Com capa de Gabriel Rolim e masterização de RHR, Mycelium Network traz um conjunto de cenas que se conectam de maneira sutil através do subterrâneo do disco. Paisagens e elementos vão e vêm de maneira circular, criando um território familiar que oscila entre momentos de maior introspecção e nostalgia e pontos de ebulição e euforia, todos carregados de uma intensidade muito sincera. Para criar este fluxo de sensações, Tha_Guts utiliza uma combinação de instrumentos acústicos como pianos, vozes e trompetes com beats minimalistas, grooves consistentes, elementos costurados com samples de sons da natureza e do cotidiano.

Arte: Gabriel Rolim

O disco é aberto por “Jacques”, música que se apresenta através da textura nostálgica das gravações em fita e da tranquilidade do som da água correndo, ferramenta muito utilizada na estética lo-fi. As vozes de pessoas conversando ao fundo e o barulho dos copos batendo lembram o conforto de uma sala de jantar, o que adiciona à nostalgia a sensação de uma memória estranhamente familiar. O piano e a voz aconchegante enchem a cena de beleza, o que fica acentuado pelo uso da nota sensível da escala menor harmônica.

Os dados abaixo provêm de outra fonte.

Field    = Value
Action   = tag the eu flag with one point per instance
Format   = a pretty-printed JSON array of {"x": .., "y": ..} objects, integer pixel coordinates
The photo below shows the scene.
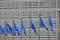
[
  {"x": 16, "y": 29},
  {"x": 23, "y": 27},
  {"x": 8, "y": 29},
  {"x": 32, "y": 26},
  {"x": 51, "y": 23},
  {"x": 43, "y": 24}
]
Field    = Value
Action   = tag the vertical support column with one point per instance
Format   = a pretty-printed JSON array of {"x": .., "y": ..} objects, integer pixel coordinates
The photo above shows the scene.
[{"x": 56, "y": 22}]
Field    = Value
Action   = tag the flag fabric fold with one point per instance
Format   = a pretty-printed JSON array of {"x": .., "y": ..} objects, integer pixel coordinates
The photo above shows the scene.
[
  {"x": 43, "y": 24},
  {"x": 32, "y": 26},
  {"x": 16, "y": 29},
  {"x": 2, "y": 30},
  {"x": 8, "y": 29},
  {"x": 24, "y": 29},
  {"x": 51, "y": 24}
]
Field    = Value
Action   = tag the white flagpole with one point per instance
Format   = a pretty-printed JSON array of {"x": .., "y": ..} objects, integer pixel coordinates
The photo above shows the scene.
[
  {"x": 12, "y": 31},
  {"x": 21, "y": 28},
  {"x": 48, "y": 29}
]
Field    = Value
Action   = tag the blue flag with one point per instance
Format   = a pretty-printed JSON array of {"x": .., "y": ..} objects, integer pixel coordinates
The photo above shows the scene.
[
  {"x": 32, "y": 26},
  {"x": 51, "y": 23},
  {"x": 42, "y": 23},
  {"x": 8, "y": 29},
  {"x": 2, "y": 30},
  {"x": 24, "y": 29},
  {"x": 16, "y": 29}
]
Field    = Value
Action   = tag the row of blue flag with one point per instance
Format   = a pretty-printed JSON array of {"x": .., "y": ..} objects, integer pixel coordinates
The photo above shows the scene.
[{"x": 16, "y": 29}]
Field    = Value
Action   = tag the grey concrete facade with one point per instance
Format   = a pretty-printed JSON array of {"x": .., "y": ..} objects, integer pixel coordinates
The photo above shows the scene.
[{"x": 15, "y": 9}]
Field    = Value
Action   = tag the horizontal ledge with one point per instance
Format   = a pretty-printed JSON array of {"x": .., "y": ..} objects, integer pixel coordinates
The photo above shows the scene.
[
  {"x": 23, "y": 7},
  {"x": 24, "y": 17},
  {"x": 26, "y": 37}
]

“Burning In My Soul” dá sequência ao álbum com um groove mântrico, aquecido por um vocal de fundo que remete às labaredas de uma fogueira, enquanto a percussão, em contraponto com os granulados da fita, lembram os estalos da lenha. Os loops de vocais dão um tom urbano e moderno. Em “Deeper”, retornamos a uma paisagem introspectiva, onde melodias paralelas e polirritmia em espiral nos conduzem à profundidade do inconsciente, enquanto a voz, no imperativo, comanda e exige coragem: “go deeper”. A faixa termina com a chuva caindo e uma sensação de solidão. As referências aos primeiros trabalhos de Nicolas Jaar ficam evidentes nos beats minimalistas e melodias emotivas que percorrem o disco.

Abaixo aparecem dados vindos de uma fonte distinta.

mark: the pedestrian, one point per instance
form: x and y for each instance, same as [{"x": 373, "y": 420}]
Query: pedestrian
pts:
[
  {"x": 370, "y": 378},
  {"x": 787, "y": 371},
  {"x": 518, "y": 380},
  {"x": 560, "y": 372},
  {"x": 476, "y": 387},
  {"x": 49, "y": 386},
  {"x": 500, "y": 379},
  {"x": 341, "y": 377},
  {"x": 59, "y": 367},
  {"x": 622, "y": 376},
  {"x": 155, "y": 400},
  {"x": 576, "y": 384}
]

“Saudade [Piano Mix]” é um lamento em Si Menor, onde o piano assume o drama e a exuberância máximas. Os sons de sala de jantar retornam no início da faixa, criando a sensação de aconchego, que contrasta com o pranto tocado no piano de maneira despretensiosa, como em uma canja na madrugada de um boteco. A track termina com o canto dos pássaros, que anunciam o fim da chuva. A forma como os sons do segundo plano ganham evidência na composição da cena lembram a música programática, um tipo de música que evoca imagens extra-musicais.

A partir de “Error”, o disco tem uma virada de chave, assumindo fluxos que conduzem mais à pista. Modulações digitais e elementos robóticos dão forma a uma faixa que se comunica através do grave e tem menos elementos dispersos. “Real Song” parece começar com um pulso acelerado, mantendo o groove de pista e adicionando camadas de vocais que se misturam a um baixo levemente ácido, mas ainda aveludado. A forma como o trance comparece de maneira discreta, dando cores épicas às músicas, lembra os trabalhos de Four Tet.

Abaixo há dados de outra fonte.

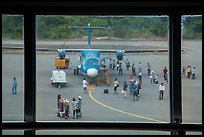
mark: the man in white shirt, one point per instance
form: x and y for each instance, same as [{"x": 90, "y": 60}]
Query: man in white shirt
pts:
[
  {"x": 161, "y": 91},
  {"x": 85, "y": 85}
]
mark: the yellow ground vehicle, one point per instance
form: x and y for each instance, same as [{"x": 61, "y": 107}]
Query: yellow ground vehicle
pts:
[{"x": 62, "y": 63}]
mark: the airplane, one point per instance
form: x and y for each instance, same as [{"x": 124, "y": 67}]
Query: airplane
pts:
[{"x": 90, "y": 58}]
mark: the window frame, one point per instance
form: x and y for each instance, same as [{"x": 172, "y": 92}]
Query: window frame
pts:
[{"x": 32, "y": 9}]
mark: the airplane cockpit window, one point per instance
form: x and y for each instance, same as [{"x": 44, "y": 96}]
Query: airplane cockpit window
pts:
[{"x": 91, "y": 61}]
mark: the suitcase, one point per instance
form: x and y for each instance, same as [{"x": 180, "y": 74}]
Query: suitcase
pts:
[{"x": 105, "y": 91}]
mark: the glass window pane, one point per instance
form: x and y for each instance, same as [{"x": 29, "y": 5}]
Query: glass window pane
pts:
[
  {"x": 136, "y": 35},
  {"x": 100, "y": 132},
  {"x": 12, "y": 67},
  {"x": 12, "y": 132},
  {"x": 191, "y": 60}
]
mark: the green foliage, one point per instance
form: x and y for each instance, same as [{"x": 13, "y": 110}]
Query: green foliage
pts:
[{"x": 129, "y": 27}]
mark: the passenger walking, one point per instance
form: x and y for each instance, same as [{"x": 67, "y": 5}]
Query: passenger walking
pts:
[
  {"x": 135, "y": 91},
  {"x": 131, "y": 82},
  {"x": 133, "y": 70},
  {"x": 85, "y": 86},
  {"x": 139, "y": 67},
  {"x": 189, "y": 71},
  {"x": 115, "y": 85},
  {"x": 127, "y": 64},
  {"x": 14, "y": 87},
  {"x": 114, "y": 64},
  {"x": 161, "y": 91},
  {"x": 125, "y": 89},
  {"x": 120, "y": 69},
  {"x": 79, "y": 104},
  {"x": 184, "y": 71},
  {"x": 148, "y": 69},
  {"x": 61, "y": 107},
  {"x": 66, "y": 109},
  {"x": 74, "y": 107},
  {"x": 58, "y": 104},
  {"x": 165, "y": 73},
  {"x": 193, "y": 73},
  {"x": 117, "y": 65}
]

Em “Saudade”, vozes, brindes e pássaros retornam mais uma vez, e a paisagem deixa de ser segundo plano e torna-se protagonista, entrando nos loops que dão o ritmo à track e confundindo-se com os demais instrumentos. Um mosaico ganha corpo com o beat e o baixo, que estavam ausentes na “Piano Mix”. Em “Time”, a chuva volta e uma voz em francês lembra a televisão ligada. Uma voz canta em inglês e outra filosofa sobre o tempo em português, apresentando vários idiomas na mesma música, recurso muito utilizado por Manu Chao, assim como samples do cotidiano. O som de um objeto que cai e rola, dando a sensação de perdermos algo, aparece novamente. O piano Rhodes faz a ponte entre elétrico e acústico e o trompete se encarrega de dar o tom dramático, conectando o final do disco com o restante do álbum.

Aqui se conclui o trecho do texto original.